Practically, the routine use of Bayesian variable selection methods has not caught up with the non-Bayesian counterparts such as Lasso, likely due to difficulties in both computations and flexibilities of prior choices.
The paper propose the neuronized priors to unify and extend some popular shrinkage priors, such as Laplace, Cauchy, horseshoe, and spike-and-slab priors.
A neuronized prior can be written as the product of a Gaussian weight variable and a scale variable transformed from Gaussian via an activation function.
Compared with classic spike-and-slab priors, the neuronized priors achieve the same explicit variable selection without employing any latent indicator variables.
Consider standard linear regression model,
\[y=X\theta+\epsilon\]To model the sparsity of $\theta$ when $p$ is large, a popular choice is the one-group continuous shrinkage prior, which can be represented as a hierarchical scale-mixture of Gaussian distributions.
\[\theta_j\mid \nu_w^2,\tau_j^2 \sim N(0, \nu_w^2\tau_j^2)\\ \tau_j^2\sim \pi_\tau, \nu_w\sim \pi_g\]where
- the local shrinkage parameter $\tau_j^2$ governs the shrinkage level of an individual parameter
- the global shrinkage parameter $\nu_w^2$ controls the overall shrinkage effect
Choice of $\pi_\tau$:
- the Strawderman-Berger prior: a mixture of gamma distributions
- Bayesian Lasso: an exponential distribution
- horseshoe prior: a half-Cauchy distribution
- generalized double Pareto: a mixture of Laplace distributions
- Dirichlet-Laplace prior: the product of a Dirichlet and a Laplace random variable
Another popular class of shrinkage prior: spike-and-slab (SpSL), also known as two-group mixture priors
\[\theta_j\mid \gamma_j\sim (1-\gamma_j)\pi_0(\theta_j) + \gamma_j\pi_1(\theta_j)\\ \gamma_j\sim Bernoulli(\eta)\]where
- $\pi_0$ is the spike, typically chosen to be highly concentrated around zero
- $\pi_1$ is the slab, relatively disperse
For a nondecreasing activation function $T$ and hyper-parameters $\alpha_0$ and $\tau_w$, a neuronized prior for $\theta_j$ is defined as \(\theta_j:=T(\alpha_j-\alpha_0)w_j\) where $\alpha_j\sim N(0, 1)$ and the weight $w_j\sim N(0, \tau_w^2)$, all independently for $j=1,\ldots,p$.
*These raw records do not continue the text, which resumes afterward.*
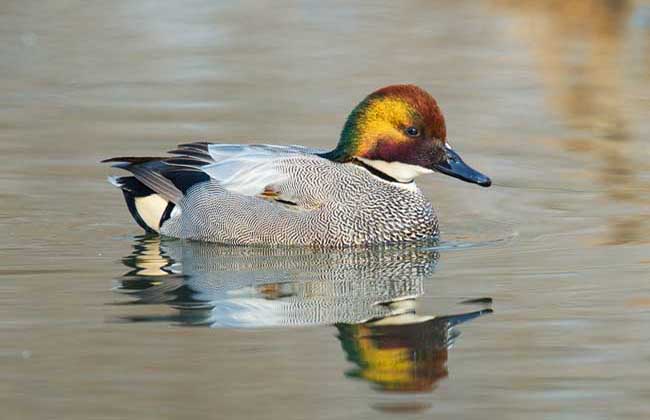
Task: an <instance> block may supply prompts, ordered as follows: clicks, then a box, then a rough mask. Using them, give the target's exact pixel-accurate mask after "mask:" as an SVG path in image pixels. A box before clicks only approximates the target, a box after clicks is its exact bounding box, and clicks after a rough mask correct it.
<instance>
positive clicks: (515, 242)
mask: <svg viewBox="0 0 650 420" xmlns="http://www.w3.org/2000/svg"><path fill="white" fill-rule="evenodd" d="M0 53H1V56H2V60H0V75H1V76H2V77H0V91H1V92H2V95H0V163H1V165H0V167H1V168H2V169H1V170H0V233H2V238H3V241H1V242H0V261H1V262H2V266H1V267H0V372H2V379H3V380H2V381H0V403H1V404H2V407H3V410H4V413H5V415H6V416H7V418H15V419H42V418H66V419H114V418H120V419H125V418H138V419H149V418H151V419H153V418H156V419H157V418H188V417H208V418H228V419H236V418H241V419H244V418H278V419H280V418H283V419H304V418H323V419H350V418H355V419H362V418H368V419H370V418H372V419H377V418H394V417H395V415H396V413H399V415H405V414H406V413H408V417H411V418H432V417H435V418H450V419H451V418H454V419H458V418H466V419H484V418H502V419H521V418H527V419H546V418H577V419H583V418H584V419H599V418H603V419H606V418H607V419H609V418H630V419H637V418H638V419H642V418H647V417H648V415H650V406H649V405H648V400H649V399H650V387H649V386H648V384H649V383H650V367H649V364H648V361H649V360H650V356H649V355H650V330H649V329H648V321H650V287H649V286H650V284H649V282H648V281H649V280H648V279H649V278H650V276H649V274H650V244H649V242H648V238H649V237H650V222H649V220H650V217H649V216H650V214H649V211H648V209H649V208H650V168H649V166H650V164H649V163H648V162H650V147H648V139H649V138H650V119H648V115H649V114H650V3H648V2H647V1H643V0H639V1H598V0H589V1H587V0H584V1H582V0H575V1H570V2H554V1H537V2H532V1H531V2H528V1H524V2H511V1H502V0H494V1H483V2H475V1H460V2H459V1H441V2H433V3H430V2H422V1H406V2H400V3H399V6H398V5H395V2H361V3H355V4H354V5H352V4H349V3H348V2H334V3H332V2H327V3H319V2H313V1H304V2H281V3H278V2H269V3H264V2H262V3H259V2H232V3H229V2H223V3H220V4H216V3H215V2H208V1H198V0H197V1H191V2H189V3H183V4H182V5H181V4H175V3H167V2H165V3H160V2H152V1H144V2H143V1H128V0H123V1H114V2H108V3H101V4H100V3H93V2H91V3H88V2H81V1H51V2H23V1H20V2H19V1H5V2H3V3H2V4H1V5H0ZM399 82H411V83H416V84H419V85H421V86H422V87H424V88H425V89H427V90H429V91H430V92H432V93H433V94H434V95H435V96H436V98H437V99H438V100H439V102H440V105H441V106H442V109H443V111H444V113H445V116H446V119H447V126H448V133H449V136H450V141H451V142H452V144H454V147H455V148H456V149H457V150H459V152H460V153H461V154H462V155H463V157H464V158H465V160H466V161H467V162H469V163H470V164H472V165H473V166H475V167H476V168H478V169H480V170H481V171H482V172H485V173H487V174H488V175H490V176H491V177H492V179H493V181H494V185H493V187H491V188H489V189H480V188H477V187H475V186H472V185H469V184H464V183H461V182H459V181H457V180H454V179H450V178H446V177H443V176H437V175H436V176H428V177H424V178H422V179H421V180H419V185H420V186H421V188H422V189H423V191H424V192H425V194H427V196H428V197H430V198H431V199H432V201H433V202H434V205H435V206H436V207H437V208H438V210H439V213H440V218H441V223H442V230H443V232H442V233H443V236H442V241H443V242H442V243H441V244H439V246H438V247H435V248H433V249H432V248H427V247H416V248H408V247H407V248H391V249H381V250H364V251H359V250H357V251H346V252H340V251H339V252H315V251H302V252H301V251H296V250H292V251H288V250H281V249H274V250H266V251H264V250H260V249H252V250H251V249H248V250H247V249H245V248H244V249H242V248H237V249H233V248H225V247H218V246H209V245H201V244H196V243H188V242H182V241H162V242H161V241H158V240H157V239H155V238H150V237H141V236H140V235H141V232H140V231H139V228H138V227H137V226H136V225H135V224H134V223H133V222H132V221H131V219H130V216H129V215H128V212H127V210H126V208H125V206H124V204H123V202H122V198H121V195H120V194H119V192H118V191H116V190H115V189H114V188H112V187H111V186H110V185H109V184H108V183H107V182H106V181H105V178H106V176H107V175H108V174H109V173H110V170H109V169H108V168H106V167H102V166H101V165H99V164H98V163H97V162H98V161H99V160H101V159H103V158H106V157H110V156H116V155H125V154H133V155H138V154H141V155H151V154H157V153H160V152H163V151H165V150H169V149H172V148H173V147H174V146H175V145H176V144H177V143H183V142H187V141H190V140H213V141H227V142H241V143H252V142H271V143H283V144H291V143H298V144H304V145H308V146H316V147H324V148H326V147H331V146H333V145H334V143H335V142H336V139H337V137H338V133H339V130H340V127H341V126H342V123H343V121H344V119H345V117H346V115H347V112H349V110H350V109H351V108H352V107H353V106H354V105H355V104H356V103H357V102H358V101H359V100H360V99H362V98H363V96H365V95H366V94H367V93H369V92H371V91H372V90H375V89H376V88H378V87H381V86H384V85H387V84H392V83H399ZM468 300H470V301H471V302H470V303H462V302H467V301H468ZM490 312H491V313H490Z"/></svg>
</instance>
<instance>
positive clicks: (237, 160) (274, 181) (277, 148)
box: [202, 144, 324, 202]
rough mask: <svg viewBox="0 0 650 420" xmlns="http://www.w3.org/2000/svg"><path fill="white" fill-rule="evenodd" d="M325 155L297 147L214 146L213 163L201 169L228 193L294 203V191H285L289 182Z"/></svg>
mask: <svg viewBox="0 0 650 420" xmlns="http://www.w3.org/2000/svg"><path fill="white" fill-rule="evenodd" d="M323 152H324V151H323V150H318V149H313V148H308V147H304V146H297V145H290V146H275V145H250V146H241V145H223V144H211V145H208V153H209V155H210V156H211V157H212V159H213V162H212V163H210V164H208V165H205V166H203V167H202V170H203V172H205V173H207V174H208V175H209V176H210V177H211V178H212V179H214V180H216V181H218V182H219V183H220V184H221V185H222V186H223V187H224V188H225V189H227V190H228V191H231V192H234V193H238V194H243V195H248V196H259V197H261V198H265V199H274V200H277V201H280V202H283V201H284V202H295V200H296V197H295V195H296V194H295V191H294V192H291V191H290V190H289V189H288V188H286V184H287V182H288V181H290V178H291V177H292V176H295V175H296V173H297V172H300V168H301V166H302V165H304V164H305V163H307V162H311V161H314V160H320V159H321V158H319V157H318V156H317V154H319V153H323ZM281 186H285V187H284V188H280V187H281Z"/></svg>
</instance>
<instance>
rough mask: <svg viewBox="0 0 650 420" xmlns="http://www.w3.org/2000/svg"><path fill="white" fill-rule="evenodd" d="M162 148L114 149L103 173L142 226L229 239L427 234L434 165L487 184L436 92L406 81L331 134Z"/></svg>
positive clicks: (377, 97)
mask: <svg viewBox="0 0 650 420" xmlns="http://www.w3.org/2000/svg"><path fill="white" fill-rule="evenodd" d="M169 153H170V155H171V156H167V157H116V158H111V159H107V160H105V161H104V162H114V165H113V166H114V167H117V168H121V169H125V170H127V171H129V172H131V174H132V175H133V176H122V177H111V178H109V180H110V182H111V183H112V184H113V185H115V186H117V187H118V188H120V189H121V190H122V192H123V194H124V198H125V199H126V204H127V207H128V209H129V211H130V212H131V215H132V216H133V218H134V219H135V221H136V222H137V223H138V224H139V225H140V226H141V227H142V228H144V229H145V230H146V231H147V232H151V233H159V234H162V235H166V236H171V237H176V238H184V239H194V240H202V241H209V242H218V243H224V244H236V245H303V246H325V247H345V246H363V245H375V244H386V243H397V242H407V241H420V240H429V239H434V238H435V237H437V235H438V219H437V216H436V214H435V212H434V210H433V208H432V206H431V203H430V202H429V201H428V200H427V199H426V197H425V196H424V195H423V194H422V192H421V191H420V189H419V188H418V187H417V186H416V185H415V182H414V179H415V178H416V177H417V176H419V175H423V174H429V173H432V172H434V171H435V172H440V173H443V174H445V175H449V176H452V177H455V178H459V179H461V180H464V181H467V182H471V183H475V184H478V185H481V186H484V187H488V186H490V184H491V181H490V179H489V178H488V177H487V176H485V175H483V174H481V173H479V172H477V171H476V170H474V169H472V168H471V167H470V166H468V165H467V164H465V163H464V162H463V160H462V159H461V158H460V156H459V155H458V154H457V153H456V152H455V151H454V150H453V149H452V147H451V145H450V144H449V142H448V141H447V134H446V128H445V120H444V117H443V115H442V112H441V111H440V108H439V107H438V104H437V103H436V101H435V99H434V98H433V97H432V96H431V95H429V94H428V93H427V92H426V91H424V90H423V89H421V88H419V87H417V86H414V85H393V86H388V87H385V88H382V89H379V90H377V91H375V92H373V93H371V94H370V95H368V96H367V97H366V98H365V99H364V100H363V101H361V102H360V103H359V104H358V105H357V106H356V108H354V109H353V110H352V112H351V113H350V115H349V117H348V119H347V121H346V122H345V125H344V126H343V131H342V132H341V137H340V140H339V143H338V145H337V146H336V148H335V149H334V150H331V151H325V150H319V149H313V148H308V147H304V146H295V145H291V146H278V145H266V144H258V145H237V144H218V143H206V142H198V143H188V144H182V145H180V146H178V148H177V149H175V150H172V151H170V152H169Z"/></svg>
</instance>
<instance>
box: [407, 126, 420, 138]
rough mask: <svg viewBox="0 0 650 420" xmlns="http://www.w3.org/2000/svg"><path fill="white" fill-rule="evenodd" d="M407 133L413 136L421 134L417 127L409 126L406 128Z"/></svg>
mask: <svg viewBox="0 0 650 420" xmlns="http://www.w3.org/2000/svg"><path fill="white" fill-rule="evenodd" d="M406 134H408V135H409V136H411V137H417V136H419V135H420V130H418V128H417V127H409V128H407V129H406Z"/></svg>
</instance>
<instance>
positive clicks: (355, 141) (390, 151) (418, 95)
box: [325, 85, 491, 187]
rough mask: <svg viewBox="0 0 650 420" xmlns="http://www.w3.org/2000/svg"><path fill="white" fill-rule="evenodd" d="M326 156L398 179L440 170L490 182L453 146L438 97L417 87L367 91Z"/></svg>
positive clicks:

It shows that for most existing shrinkage priors, one can find specific activation activation functions such that the resulting neuronized priors approximate the existing ones.
Advantages:
- unification
- Flexibility and efficient computation
- Desirable theoretical properties
Neuronization of Standard Sparse Priors
- if $T(t)=\max(0, t)$ is the ReLU function, the resulting prior is identical to SpSL priors
- $T(t)=t$ approximates the Bayesian Lasso
Managing Neuronized Priors
To find an activation function $T$ so that the resulting neuronized prior matches a desired target distribution $\pi(\theta)$.
define a class of activation functions parameterized by ${\lambda_1,\phi}$
\[T(t) = \exp(\lambda_1\sign(t)t^2) + B(t)\phi\]Once $\lambda_1$ is fixed, generate a large number $S$ of iid samples from the neuronized priors: $\tilde\theta_i$, and also generate $\theta_i\sim \pi(\theta)$. Then minimize the discrepancy by using a grid search or a simulated annealing algorithm.